Sandra shrugged, smiling wistfully. “Silly stuff. He rambled on for so long. It was nice to hear his voice.”

“Ninety seconds, Miss Brahms-Walton.” The tech, adjusting the controls of one of the bigger cameras, called out.

Brahms-Walton put her hands on Sandra’s shoulders. “Stay and watch the show. After, let’s have drink and catch up, and talk about bringing you on for the next show, okay?”

“Really?” Sandra bounced on the balls of her feet as much as her ridiculous platform heels would allow.

Delilah Brahms-Walton smiled reassuringly, but there was steel behind that smile. Sandra, still fairly certain her cover was intact, nevertheless shivered at the idea of pretending to be duped. “Anyone so special to Conrad is a friend of mine.”
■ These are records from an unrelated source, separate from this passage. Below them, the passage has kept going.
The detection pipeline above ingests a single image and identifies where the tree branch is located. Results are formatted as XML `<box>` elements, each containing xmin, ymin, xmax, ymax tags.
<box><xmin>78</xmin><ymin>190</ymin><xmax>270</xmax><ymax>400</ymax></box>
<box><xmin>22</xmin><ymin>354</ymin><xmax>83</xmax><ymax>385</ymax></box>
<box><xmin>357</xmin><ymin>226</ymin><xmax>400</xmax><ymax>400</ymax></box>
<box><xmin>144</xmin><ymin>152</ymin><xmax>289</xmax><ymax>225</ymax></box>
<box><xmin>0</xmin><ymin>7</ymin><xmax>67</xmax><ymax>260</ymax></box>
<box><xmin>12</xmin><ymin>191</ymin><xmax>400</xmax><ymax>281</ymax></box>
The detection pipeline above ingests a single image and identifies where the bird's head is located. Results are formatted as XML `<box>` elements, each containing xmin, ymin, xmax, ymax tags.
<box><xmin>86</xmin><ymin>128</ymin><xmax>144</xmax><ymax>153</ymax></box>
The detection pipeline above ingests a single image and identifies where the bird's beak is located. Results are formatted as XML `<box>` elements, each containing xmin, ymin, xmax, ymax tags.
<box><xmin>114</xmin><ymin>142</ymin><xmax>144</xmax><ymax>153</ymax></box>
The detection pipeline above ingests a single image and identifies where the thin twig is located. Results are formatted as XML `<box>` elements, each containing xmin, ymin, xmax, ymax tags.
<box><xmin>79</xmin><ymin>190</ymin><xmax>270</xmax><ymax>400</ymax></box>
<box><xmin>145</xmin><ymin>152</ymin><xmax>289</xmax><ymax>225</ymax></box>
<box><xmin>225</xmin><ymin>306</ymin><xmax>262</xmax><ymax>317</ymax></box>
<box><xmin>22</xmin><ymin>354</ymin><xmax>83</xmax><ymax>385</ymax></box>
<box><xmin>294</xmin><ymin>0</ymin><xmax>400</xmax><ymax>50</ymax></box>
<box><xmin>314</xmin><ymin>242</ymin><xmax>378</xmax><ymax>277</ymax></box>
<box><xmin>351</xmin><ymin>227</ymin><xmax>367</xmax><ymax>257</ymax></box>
Before our words once again grace this feed, the Emmanuel Feast (Christmas for Roman Catholics) will have passed. From all of us here at Maribel, both within this embed team and in service to the Navy which guards this world, we pray that this occasion is a time of joy for all of you back home. For the two thousand nine hundred fiftieth year, and for the third time of this war, we celebrate the birth of the Prince of Peace, though peace yet remains a rare commodity.